Loyola University Health System researchers found that certain immune system cells slow the wound-healing process.
Thus, it might be possible to improve healing by inactivating these immune system cells, said Dr. Elizabeth Kovacs, who heads the laboratory team that made the discovery.
In the study, the immune system cells that impeded the healing process are called natural killer T (NKT) cells.
NKT cells perform beneficial functions such as killing tumour cells and virus-infected cells.
However, researchers discovered that NKT cells also migrate to wound sites and impede the healing process.
The researchers used an animal model to examine the effects of NKT cells on healing.
Healing was significantly slower in normal mice that had NKT cells than it was in a special breed of mice that lacked NKT cells.
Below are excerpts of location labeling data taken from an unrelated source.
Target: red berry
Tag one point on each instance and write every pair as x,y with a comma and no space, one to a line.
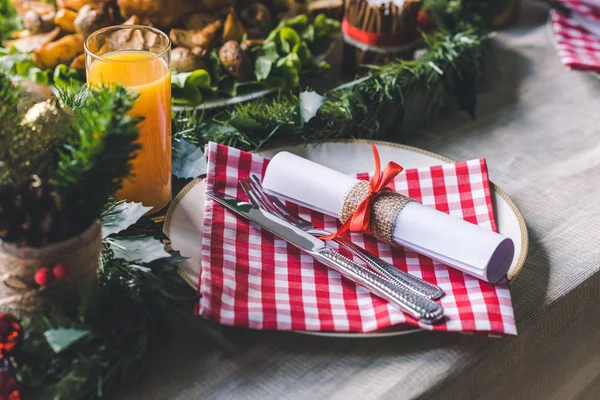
43,276
10,333
60,271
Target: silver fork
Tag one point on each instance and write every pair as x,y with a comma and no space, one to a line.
254,191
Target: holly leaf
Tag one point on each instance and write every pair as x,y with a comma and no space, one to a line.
310,102
121,217
188,160
61,339
142,249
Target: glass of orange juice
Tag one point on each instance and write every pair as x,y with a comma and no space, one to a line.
138,58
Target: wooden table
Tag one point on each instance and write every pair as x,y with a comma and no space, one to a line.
539,128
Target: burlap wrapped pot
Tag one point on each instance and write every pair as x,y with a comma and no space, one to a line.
20,294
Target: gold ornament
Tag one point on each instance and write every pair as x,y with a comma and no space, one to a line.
31,146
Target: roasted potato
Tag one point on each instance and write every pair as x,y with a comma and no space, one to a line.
78,62
90,19
233,29
197,37
65,19
36,23
167,13
184,60
22,6
62,51
20,34
198,20
257,15
74,4
33,42
236,61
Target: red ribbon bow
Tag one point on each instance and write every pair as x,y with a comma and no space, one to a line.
360,219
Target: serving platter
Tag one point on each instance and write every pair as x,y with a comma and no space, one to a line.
185,217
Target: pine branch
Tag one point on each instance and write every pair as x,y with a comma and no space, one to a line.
96,159
370,107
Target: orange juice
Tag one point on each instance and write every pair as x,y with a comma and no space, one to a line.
148,75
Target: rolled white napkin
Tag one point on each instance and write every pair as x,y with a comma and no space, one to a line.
467,247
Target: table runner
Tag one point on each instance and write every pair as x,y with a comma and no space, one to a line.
251,279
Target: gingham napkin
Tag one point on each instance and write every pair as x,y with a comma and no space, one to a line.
251,279
577,34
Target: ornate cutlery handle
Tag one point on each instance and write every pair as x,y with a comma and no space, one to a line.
413,283
405,299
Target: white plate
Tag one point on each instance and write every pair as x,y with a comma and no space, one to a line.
185,217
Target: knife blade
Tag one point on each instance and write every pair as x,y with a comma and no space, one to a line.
409,302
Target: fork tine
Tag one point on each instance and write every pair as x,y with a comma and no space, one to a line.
250,195
275,201
263,198
265,204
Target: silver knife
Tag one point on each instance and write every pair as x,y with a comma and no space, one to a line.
407,300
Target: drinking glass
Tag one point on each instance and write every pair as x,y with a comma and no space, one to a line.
138,58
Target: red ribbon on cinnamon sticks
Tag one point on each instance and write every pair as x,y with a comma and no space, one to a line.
361,218
370,38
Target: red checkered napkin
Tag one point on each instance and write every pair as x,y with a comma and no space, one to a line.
578,35
249,278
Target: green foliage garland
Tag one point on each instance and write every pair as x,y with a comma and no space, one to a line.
372,106
85,351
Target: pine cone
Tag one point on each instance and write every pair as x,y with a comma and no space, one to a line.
32,214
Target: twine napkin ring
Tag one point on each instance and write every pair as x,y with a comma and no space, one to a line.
370,207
"We demonstrated that early wound closure was accelerated in the absence of NKT cells. Importantly, we also made the novel observation that NKT cells themselves are a constituent of the early wound inflammatory infiltrate," wrote the researchers.
Certain conditions, such as diabetes and infections, can slow or prevent wounds from healing.
Researchers don't know how NKT cells slow healing, but they believe it is possible to inactivate NKT cells using an antibody.
They are testing this prediction in a follow-up study.
The findings are reported online, in advance of print, in the Journal of Surgical Research.